Mais do que o próprio presidente, Guedes é o principal interessado na aprovação da reforma da previdência, uma vez que ela é central em sua agenda de reformas.
E, já há algum tempo Guedes aparece, regularmente, ao lado de Rodrigo Maia (DEM-RJ), deputado e presidente da Câmara dos Deputados.
Isso reforça o sinal de que a reforma está avançando. O problema são justamente os escândalos e polêmicas nas quais o governo se envolve. Esses movimentos preocupam o mercado e ampliam as incertezas e dúvidas.
De forma bastante objetiva, contudo, observamos que as desvalorizações do Real, por ora, não são tanto reflexo da frustração de expectativas com uma eventual não aprovação da reforma, mas uma correção e ajuste com um possível prolongamento das negociações.
Enquanto imaginava-se inicialmente que a reforma seria aprovada até setembro, hoje fala-se em aprová-la em 2020.
Nesse interim, já circula na Câmara uma proposta de reforma tributária. Na quarta-feira (22), a Comissão de Constituição e Justiça (CCJ) aprovou a admissibilidade da reforma tributária, que agora passará por análise de uma comissão especial.
Neste sentido, a disputa pelo apoio popular e a tentativa de obscurecer a pecha de velha política dado pelo governo ao Congresso Nacional, deputados e senadores apostam em uma reforma tão grandiosa quanto poderia ser a reforma da previdência.
Uma parcela significativa dos parlamentares acredita no potencial que a reforma da previdência tem sobre a normalização das contas públicas e, diante disso, querem também apresentar projetos capazes de alterar a estrutura fiscal e ajudar a eliminar os sucessivos e crescentes déficits da União.
Portanto, devido a uma disputa entre os poderes, o Brasil poderá encontrar não uma, mas duas grandes reformas até que o ano termine. O maniqueísmo brasileiro deu “de presente” a possibilidade de uma segunda reforma ainda em 2019.
Câmbio e perspectivas no mercado
Como diz o ditado, “o mercado sobe no boato e cai no fato”.
Os acontecimentos políticos dos últimos meses causaram grandes flutuações cambiais e esse movimento deve permanecer nas próximas semanas.
Se, por um lado, a reforma da previdência e tributária poderiam trazer maior estabilidade ao valor da nossa moeda frente ao Dólar americano, por outro, o desenrolar da tramitação destas matérias trará grandes disputas entre os poderes Legislativo e Executivo. Haverá nos próximos dias um imenso jogo de perde e ganha.
Para cada nova vitória ou derrota do Executivo surgirão novas valorizações e desvalorizações da nossa moeda.

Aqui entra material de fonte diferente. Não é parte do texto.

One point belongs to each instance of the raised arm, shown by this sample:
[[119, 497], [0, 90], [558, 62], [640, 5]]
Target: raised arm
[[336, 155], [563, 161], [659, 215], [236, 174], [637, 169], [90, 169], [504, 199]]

Lembrando sempre que os movimentos de desvalorização cambial serão agravados pelas tensões comerciais e geopolíticas causadas pelos Estados Unidos e China.
A tendência de desvalorização do Real permanece.
Seguimos de olho.
André Galhardo é economista-chefe da Análise Econômica Consultoria, professor e coordenador universitário nos cursos de Ciências Econômicas. Mestre em Economia Política pela PUC-SP, possui ampla experiência em análise de conjuntura econômica nacional e internacional, com passagens pelo setor público.